Con todo, es muy importante consultar al médico qué medicamento es el más apropiado para uno. Si se realiza un viaje largo es recomendable iniciar el tratamiento dos o tres días antes, ya que los efectos sedativos de la medicación disminuirán al adaptarse al organismo. En esta clase de trayectos también es bueno hacer paradas y descansos con mayor frecuencia.

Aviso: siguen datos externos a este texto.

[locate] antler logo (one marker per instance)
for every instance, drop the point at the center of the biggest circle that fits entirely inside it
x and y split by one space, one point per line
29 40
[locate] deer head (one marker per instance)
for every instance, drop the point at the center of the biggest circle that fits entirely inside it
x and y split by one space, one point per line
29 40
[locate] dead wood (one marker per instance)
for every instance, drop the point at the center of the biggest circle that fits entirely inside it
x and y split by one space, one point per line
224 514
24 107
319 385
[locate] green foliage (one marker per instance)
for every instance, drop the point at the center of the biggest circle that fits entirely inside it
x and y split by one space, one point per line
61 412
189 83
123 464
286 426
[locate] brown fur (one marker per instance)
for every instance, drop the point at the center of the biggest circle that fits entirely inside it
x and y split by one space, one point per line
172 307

Conducir con las ventanillas cerradas, procurar utilizar gafas de sol y mantener el coche limpio son otras de las recomendaciones para evitar los molestos estornudos al volante. Para limpiarlo, hay que usar productos líquidos específicos para el salpicadero así como una aspiradora de gran potencia para eliminar los ácaros de las tapicerías y moquetas, sobretodos si se han transportado animales en el vehículo, pues su pelo y el polvo que se acumula en el mismo también producen alergia.
También hay que preparar el coche para la llegada de los pólenes mediante la limpieza y sustitución de los filtros de polen, sobre todo a la hora de encender el aire acondicionado. Lo ideal es limpiar estos filtros una vez al año o cada 30.000 kilómetros. Aunque los mejores filtros para combatir a los estragos de la primavera son los de carbón, que también hacen frente a la contaminación.
Por último, hay que procurar no aparcar el automóvil en zonas húmedas y evitar realizar viajes durante el atardecer, el amanecer o a última hora de la mañana, cuando más concentración de pólenes y alérgenos hay.